Rempli de ces idées, ce grand Homme, dont le nom seul fait l’éloge, dont l’Europe atteste le génie, dont la réputation, consignée dans les fastes de l’Histoire, n’a plus à redouter l’envie ni le mensonge, Armand de Richelieu pensa que le moyen d’assurer à la France la supériorité dans les Lettres, c’étoit d’établir une Compagnie qui fût principalement occupée à approfondir le génie de la Langue & à la fixer, à développer ses richesses & à maintenir sa pureté. En surmontant, par sa politique & par son courage, tous les obstacles qui s’opposoient à la tranquillité publique, il préparoit la grandeur des Princes qui devoient recueillir le fruit de ses travaux. Il prévoyoit sans doute que la France, délivrée des guerres intestines, emploieroit avec avantage cette valuer si connue, contre des ennemis que nos dissentions funestes n’avoient rendus que trop redoutables. Il voulut donc que les hommes qui alloient naître dussent tout à la fois à la sagesse de ses vues, & l’honneur de leurs succès, & la gloire de les célébrer. Les troubles qui survinrent après la mort de ce Ministre, menaçoient du plus grand danger votre Compagnie naissante. Seguier, plein de l’esprit de Richelieu, se fit un devoir de seconder ses projets & d’assurer vos destinées. Enfin Louis XIV, voulant convaincre ses sujets de l’importance des Lettres, permit aux Muses de ne reconnoître désormais d’autre protecteur que lui-même. Elles méritent d’autant plus cette auguste protection, qu’en faisant une partie de la gloire de l’État, elles peuvent encore, par leurs charmes, concourir au bonheur du Citoyen.

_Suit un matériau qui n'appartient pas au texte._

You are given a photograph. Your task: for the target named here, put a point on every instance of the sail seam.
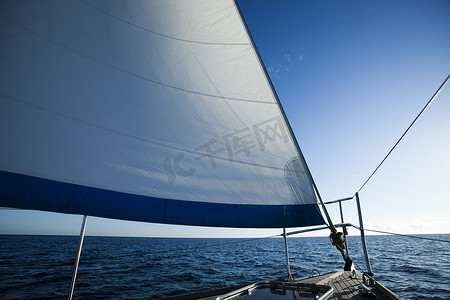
(160, 34)
(133, 136)
(131, 73)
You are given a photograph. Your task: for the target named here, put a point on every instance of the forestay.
(157, 111)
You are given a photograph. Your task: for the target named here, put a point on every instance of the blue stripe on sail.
(22, 191)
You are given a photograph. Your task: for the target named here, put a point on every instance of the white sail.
(156, 111)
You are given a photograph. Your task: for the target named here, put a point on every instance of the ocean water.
(147, 268)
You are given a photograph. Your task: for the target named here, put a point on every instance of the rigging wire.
(421, 112)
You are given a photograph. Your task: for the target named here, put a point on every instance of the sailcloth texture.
(156, 111)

Quelle preuve plus sensible pourrois-je vous en offrir, Messieurs, que l’exemple de M. de Moncrif, auquel j’ai l’honneur de succéder ? C’est au commerce des Muses qu’il devoit cette fleur d’esprit, ces graces simples & naïves, cette douce aménité qui le rendoit si cher à ceux qu’il approchoit. Recherché d’un monde poli, dont il faisoit les délices, il parvint à remplir une place distinguée auprès de la Reine, & en reçut bientôt les marques de bonté les plus flatteuses. Pour exceller dans cet art si difficile de plaire, sans doute il devoit beaucoup à la nature ; mais en faisant part au public des réflexions les plus sensées & les plus délicates en ce genre, c’étoit prouver combien il avoir ajouté à ses dispositions naturelles. On petit dire que, sous le titre modeste d’Essais sur la nécessité & les moyens de plaire, il a su donner en même temps la meilleure idée de son esprit & de la bonté de son cœur. C’est le propre d’une ame généreuse d’aimer à répandre un secret dont on s’est utilement servi pour soi-même.

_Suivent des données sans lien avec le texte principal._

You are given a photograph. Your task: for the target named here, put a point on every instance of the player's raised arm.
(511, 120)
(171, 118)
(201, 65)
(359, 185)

Soit jalousie, soit préjugé, le commun des hommes le persuade que la sensibilité de l’ame n’est point la compagne du génie. On veut que la nature, économe dans ses dons, compense les présens de l’esprit qu’elle accorde, par la privation d’un bien plus précieux qu’elle refuse. Qu’il est honorable à M. de Moncrif d’avoir travaillé constamment à détruire un préjugé si injuste ! Plusieurs de ses Écrits portent l’empreinte de cette vertueuse sensibilité : ses actions l’ont fait paroître dans tout son jour. Quoique la fortune eût différé long-temps de répandre sur lui ses faveurs, il sentit d’abord que leur usage le plus doux étoit de les partager. Heureux de pouvoir jusque les sentimens de bienfaisance, jusques là cachés dans son cœur, n’attendoient que le moment d’éclater ! Sa famille trouva toujours en lui un parent plus charmé de répandre sur elle ses largesses, qu’elle n’étoit elle-même satisfaite de les recueillir. Docile à la voix de la nature, pouvoit-il manquer à la reconnoissance, dans des occasions de délicates où tant d’hommes pensent moins à remplir qu’à éluder les devoirs sacrés qu’elle impose ? On l’a vu solliciter & obtenir enfin, après les plus vives instances la grace d’aller tous les ans dans une province éloignée, offrir à son bienfaiteur le tribut de son attachement & de sa reconnoissance. Puissent tous les Gens de Lettres, en suivant un si bel exemple, forcer enfin l’ignorance à abjurer son erreur, & à reconnoître qu’il est moins rare qu’on ne pense, de joindre à l’esprit le plus éclairé, le cœur le plus sensible !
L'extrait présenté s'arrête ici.